Climate risk country profile: Marshall Islands
This profile is intended to serve as public goods to facilitate upstream country diagnostics, policy dialogue, and strategic planning by providing comprehensive overviews of trends and projected changes in key climate parameters, sector-specific implications, relevant policies and programs, adaptation priorities and opportunities for further actions. As part of the larger island grouping of Micronesia, the Republic of the Marshall Islands (RMI) consists of two groups of atolls and islands in the Central North Pacific Ocean about 3,200 kilometres (km) away from both Honolulu and Tokyo.
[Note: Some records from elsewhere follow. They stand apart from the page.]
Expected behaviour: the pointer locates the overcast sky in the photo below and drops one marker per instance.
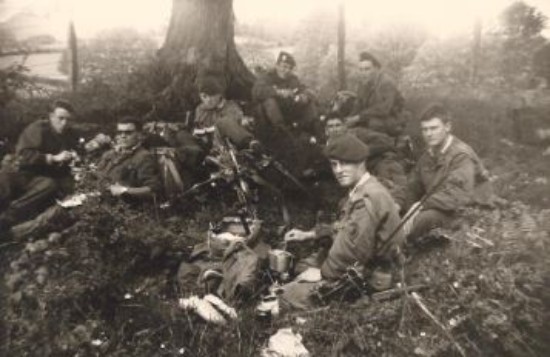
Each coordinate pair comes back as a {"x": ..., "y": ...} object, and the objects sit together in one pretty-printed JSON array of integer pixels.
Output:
[{"x": 439, "y": 17}]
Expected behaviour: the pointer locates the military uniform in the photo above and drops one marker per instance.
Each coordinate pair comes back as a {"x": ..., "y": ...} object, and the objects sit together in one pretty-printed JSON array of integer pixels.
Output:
[
  {"x": 380, "y": 104},
  {"x": 221, "y": 122},
  {"x": 458, "y": 172},
  {"x": 366, "y": 230},
  {"x": 362, "y": 233},
  {"x": 33, "y": 183},
  {"x": 285, "y": 125},
  {"x": 384, "y": 163},
  {"x": 135, "y": 167}
]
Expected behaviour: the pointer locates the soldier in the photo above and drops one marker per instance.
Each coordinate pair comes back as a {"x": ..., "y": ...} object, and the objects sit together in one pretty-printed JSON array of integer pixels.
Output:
[
  {"x": 129, "y": 170},
  {"x": 287, "y": 114},
  {"x": 217, "y": 119},
  {"x": 379, "y": 103},
  {"x": 363, "y": 233},
  {"x": 449, "y": 173},
  {"x": 383, "y": 160},
  {"x": 43, "y": 153}
]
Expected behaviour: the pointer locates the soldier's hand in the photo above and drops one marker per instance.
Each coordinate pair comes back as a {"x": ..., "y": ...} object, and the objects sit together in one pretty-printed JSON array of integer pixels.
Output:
[
  {"x": 117, "y": 189},
  {"x": 285, "y": 93},
  {"x": 301, "y": 98},
  {"x": 310, "y": 275},
  {"x": 298, "y": 235},
  {"x": 352, "y": 121},
  {"x": 62, "y": 157}
]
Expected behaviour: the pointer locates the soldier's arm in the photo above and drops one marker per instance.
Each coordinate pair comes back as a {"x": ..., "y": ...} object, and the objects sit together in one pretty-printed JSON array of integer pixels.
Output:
[
  {"x": 28, "y": 147},
  {"x": 385, "y": 99},
  {"x": 457, "y": 188},
  {"x": 415, "y": 188},
  {"x": 229, "y": 126},
  {"x": 148, "y": 175},
  {"x": 354, "y": 241},
  {"x": 263, "y": 89}
]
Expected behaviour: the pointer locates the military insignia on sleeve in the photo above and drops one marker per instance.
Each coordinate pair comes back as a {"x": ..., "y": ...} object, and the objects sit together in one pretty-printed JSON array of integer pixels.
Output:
[{"x": 352, "y": 230}]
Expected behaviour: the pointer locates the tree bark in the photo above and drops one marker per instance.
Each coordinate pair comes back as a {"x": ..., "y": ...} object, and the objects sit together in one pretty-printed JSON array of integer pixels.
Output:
[
  {"x": 341, "y": 47},
  {"x": 200, "y": 41}
]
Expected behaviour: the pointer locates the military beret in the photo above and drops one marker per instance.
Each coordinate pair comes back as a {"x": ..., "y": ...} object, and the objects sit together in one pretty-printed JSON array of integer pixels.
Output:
[
  {"x": 211, "y": 86},
  {"x": 367, "y": 56},
  {"x": 347, "y": 147},
  {"x": 285, "y": 57}
]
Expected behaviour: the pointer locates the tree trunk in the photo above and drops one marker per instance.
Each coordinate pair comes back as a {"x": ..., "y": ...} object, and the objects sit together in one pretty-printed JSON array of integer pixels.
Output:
[
  {"x": 341, "y": 47},
  {"x": 200, "y": 41}
]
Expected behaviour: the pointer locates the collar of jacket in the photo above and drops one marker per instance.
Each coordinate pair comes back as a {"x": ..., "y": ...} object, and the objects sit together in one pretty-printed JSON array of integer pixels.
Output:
[
  {"x": 360, "y": 183},
  {"x": 220, "y": 105},
  {"x": 444, "y": 148}
]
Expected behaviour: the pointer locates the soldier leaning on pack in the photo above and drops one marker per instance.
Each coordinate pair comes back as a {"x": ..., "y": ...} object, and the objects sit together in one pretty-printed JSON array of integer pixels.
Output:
[
  {"x": 218, "y": 119},
  {"x": 379, "y": 104},
  {"x": 41, "y": 171},
  {"x": 449, "y": 172},
  {"x": 129, "y": 170},
  {"x": 362, "y": 233}
]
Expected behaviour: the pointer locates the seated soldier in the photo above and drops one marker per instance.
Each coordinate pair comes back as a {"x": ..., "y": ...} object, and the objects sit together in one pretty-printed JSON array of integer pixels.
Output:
[
  {"x": 41, "y": 173},
  {"x": 366, "y": 232},
  {"x": 129, "y": 170},
  {"x": 287, "y": 114},
  {"x": 379, "y": 103},
  {"x": 218, "y": 119},
  {"x": 445, "y": 177},
  {"x": 383, "y": 160}
]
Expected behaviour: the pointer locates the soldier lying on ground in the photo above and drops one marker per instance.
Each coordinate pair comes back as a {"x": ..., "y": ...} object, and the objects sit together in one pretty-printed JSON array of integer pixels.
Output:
[
  {"x": 363, "y": 233},
  {"x": 383, "y": 160},
  {"x": 41, "y": 171},
  {"x": 449, "y": 173},
  {"x": 218, "y": 119},
  {"x": 129, "y": 170}
]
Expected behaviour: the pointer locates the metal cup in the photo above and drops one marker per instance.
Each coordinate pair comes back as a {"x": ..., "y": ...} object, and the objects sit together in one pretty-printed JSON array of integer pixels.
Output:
[{"x": 280, "y": 260}]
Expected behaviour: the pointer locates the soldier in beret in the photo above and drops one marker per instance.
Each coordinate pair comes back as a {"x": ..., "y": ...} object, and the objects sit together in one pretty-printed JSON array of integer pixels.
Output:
[
  {"x": 363, "y": 232},
  {"x": 449, "y": 172},
  {"x": 217, "y": 118},
  {"x": 382, "y": 161},
  {"x": 379, "y": 103},
  {"x": 287, "y": 112}
]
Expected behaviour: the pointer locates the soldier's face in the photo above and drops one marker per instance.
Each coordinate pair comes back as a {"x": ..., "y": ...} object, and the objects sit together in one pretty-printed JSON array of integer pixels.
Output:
[
  {"x": 334, "y": 128},
  {"x": 367, "y": 69},
  {"x": 211, "y": 100},
  {"x": 59, "y": 118},
  {"x": 435, "y": 131},
  {"x": 283, "y": 69},
  {"x": 347, "y": 173},
  {"x": 127, "y": 135}
]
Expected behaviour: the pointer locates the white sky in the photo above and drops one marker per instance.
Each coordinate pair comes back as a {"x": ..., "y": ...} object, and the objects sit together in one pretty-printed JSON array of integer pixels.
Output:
[{"x": 439, "y": 17}]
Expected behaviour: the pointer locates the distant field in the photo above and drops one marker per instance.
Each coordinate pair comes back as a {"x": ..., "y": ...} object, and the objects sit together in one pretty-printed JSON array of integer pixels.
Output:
[{"x": 44, "y": 65}]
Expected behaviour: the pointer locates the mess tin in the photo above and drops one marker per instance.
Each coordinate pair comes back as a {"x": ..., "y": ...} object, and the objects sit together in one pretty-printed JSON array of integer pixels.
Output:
[{"x": 280, "y": 261}]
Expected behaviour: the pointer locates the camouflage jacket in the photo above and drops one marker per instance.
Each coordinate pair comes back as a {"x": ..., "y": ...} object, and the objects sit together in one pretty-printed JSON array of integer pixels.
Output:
[
  {"x": 39, "y": 139},
  {"x": 379, "y": 104},
  {"x": 134, "y": 168},
  {"x": 459, "y": 170},
  {"x": 221, "y": 122},
  {"x": 266, "y": 85},
  {"x": 362, "y": 233}
]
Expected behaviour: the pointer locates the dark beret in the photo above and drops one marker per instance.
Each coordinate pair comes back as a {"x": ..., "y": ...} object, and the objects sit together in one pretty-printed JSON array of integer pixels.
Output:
[
  {"x": 367, "y": 56},
  {"x": 285, "y": 57},
  {"x": 347, "y": 147},
  {"x": 211, "y": 86}
]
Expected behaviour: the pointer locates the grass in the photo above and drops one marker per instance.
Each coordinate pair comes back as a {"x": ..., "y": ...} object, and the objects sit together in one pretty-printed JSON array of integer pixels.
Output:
[{"x": 488, "y": 287}]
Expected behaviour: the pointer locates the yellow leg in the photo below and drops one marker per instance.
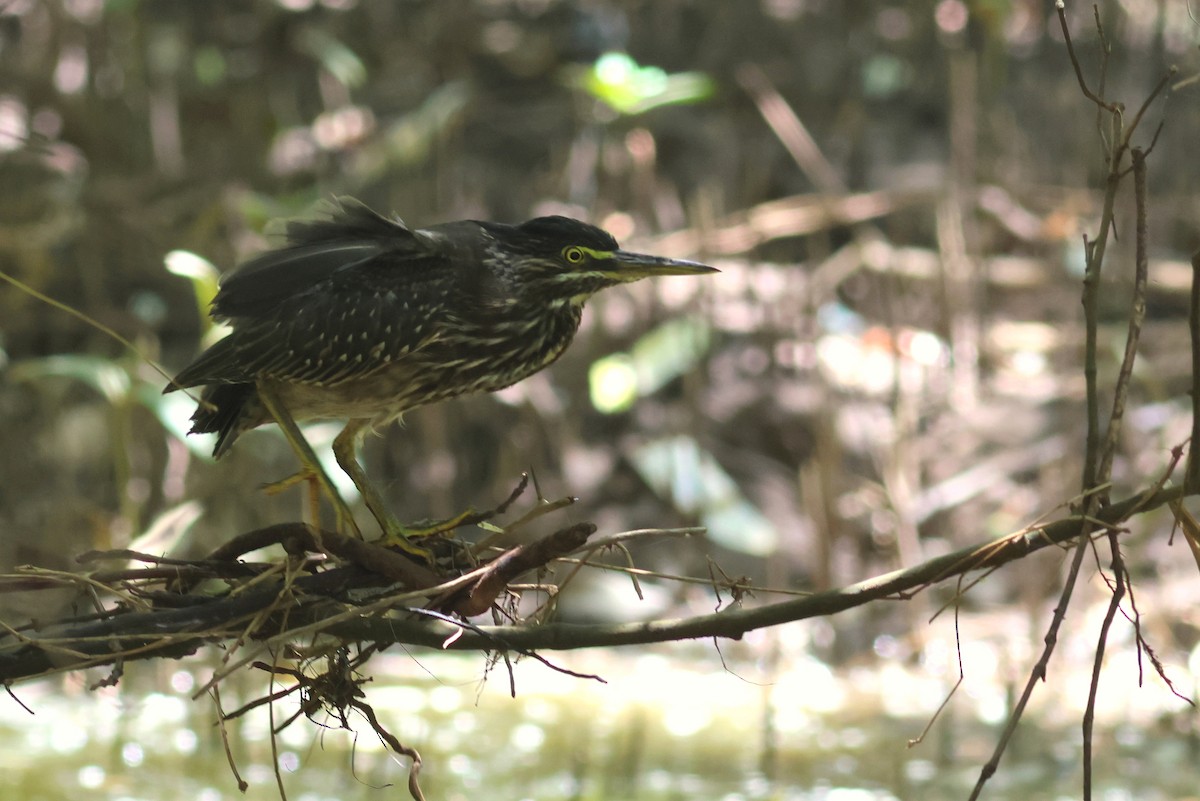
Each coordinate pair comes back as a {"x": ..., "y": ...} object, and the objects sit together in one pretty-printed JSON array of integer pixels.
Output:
[
  {"x": 345, "y": 450},
  {"x": 311, "y": 467}
]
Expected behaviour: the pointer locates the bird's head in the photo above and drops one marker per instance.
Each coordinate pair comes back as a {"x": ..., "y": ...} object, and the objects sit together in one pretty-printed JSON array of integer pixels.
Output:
[{"x": 564, "y": 259}]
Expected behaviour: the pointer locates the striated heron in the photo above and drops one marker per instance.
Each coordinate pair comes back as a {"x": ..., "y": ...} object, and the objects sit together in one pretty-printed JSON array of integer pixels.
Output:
[{"x": 360, "y": 317}]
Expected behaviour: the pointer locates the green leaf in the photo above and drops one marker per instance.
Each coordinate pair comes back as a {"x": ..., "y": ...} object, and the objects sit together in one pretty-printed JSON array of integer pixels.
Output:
[{"x": 629, "y": 88}]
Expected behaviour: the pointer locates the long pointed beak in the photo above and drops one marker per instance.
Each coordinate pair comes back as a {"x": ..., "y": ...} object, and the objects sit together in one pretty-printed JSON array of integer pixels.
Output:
[{"x": 631, "y": 266}]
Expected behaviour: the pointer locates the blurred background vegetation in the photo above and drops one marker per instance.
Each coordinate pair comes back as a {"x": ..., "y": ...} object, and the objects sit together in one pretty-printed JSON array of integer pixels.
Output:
[{"x": 887, "y": 367}]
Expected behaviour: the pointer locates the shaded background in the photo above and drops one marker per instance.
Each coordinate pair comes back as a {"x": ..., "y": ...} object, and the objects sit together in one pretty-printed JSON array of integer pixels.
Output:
[{"x": 887, "y": 367}]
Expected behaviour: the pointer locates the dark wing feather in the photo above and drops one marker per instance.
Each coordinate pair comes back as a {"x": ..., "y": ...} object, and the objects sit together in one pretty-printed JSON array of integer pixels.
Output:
[
  {"x": 329, "y": 307},
  {"x": 351, "y": 236}
]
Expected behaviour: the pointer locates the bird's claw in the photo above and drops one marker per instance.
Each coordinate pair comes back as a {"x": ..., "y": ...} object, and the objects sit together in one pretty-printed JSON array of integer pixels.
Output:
[{"x": 403, "y": 536}]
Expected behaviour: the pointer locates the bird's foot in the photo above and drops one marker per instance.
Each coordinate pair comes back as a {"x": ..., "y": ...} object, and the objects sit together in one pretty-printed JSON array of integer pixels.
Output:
[
  {"x": 403, "y": 536},
  {"x": 345, "y": 518}
]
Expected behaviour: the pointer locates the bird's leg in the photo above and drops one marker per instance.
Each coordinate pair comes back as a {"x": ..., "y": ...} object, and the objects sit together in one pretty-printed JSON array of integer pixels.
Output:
[
  {"x": 346, "y": 446},
  {"x": 311, "y": 469},
  {"x": 345, "y": 450}
]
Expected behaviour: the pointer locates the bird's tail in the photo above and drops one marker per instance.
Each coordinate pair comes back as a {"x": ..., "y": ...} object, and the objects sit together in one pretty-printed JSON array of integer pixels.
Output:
[{"x": 225, "y": 410}]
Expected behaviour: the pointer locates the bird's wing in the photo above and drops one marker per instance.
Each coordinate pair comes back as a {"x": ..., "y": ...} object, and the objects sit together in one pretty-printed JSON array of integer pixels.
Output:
[
  {"x": 324, "y": 337},
  {"x": 351, "y": 236},
  {"x": 346, "y": 299}
]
In addition to this dependence on external assistance, the RMI faces a variety of social vulnerabilities, much like many other small island developing states (SIDS).The Marshall Islands face a high risk of cyclones, and the low-lying islands are susceptible to coastal floods and tsunamis.Extreme heat and drought conditions have also recently affected the islands.
This climate risk assessment report provides a number of key messages on the climate risk future of the Marshall Islands, including:
- The Republic of the Marshall Islands’ (RMI) island groups have experienced warming of around 0.6°C since 1980.
- Future trends in warming are obscured by the inability of climate models to accurately simulate trends at sufficiently small spatial scales. Warming is likely to take place at a rate slightly lower than the global average. On the highest emissions pathway (RCP8.5) warming of around 2.8°C is projected by the end of the century.
- Potential threats to human well-being and natural ecosystems include increased prevalence of heatwave, intensified cyclones, saline intrusion, wave-driven flooding, and permanent inundation.
- RMI’s population already lives in a dynamic ecosystem, to which it has adapted, but climate change is likely to increase its variability, pose new threats, and place stress on livelihoods.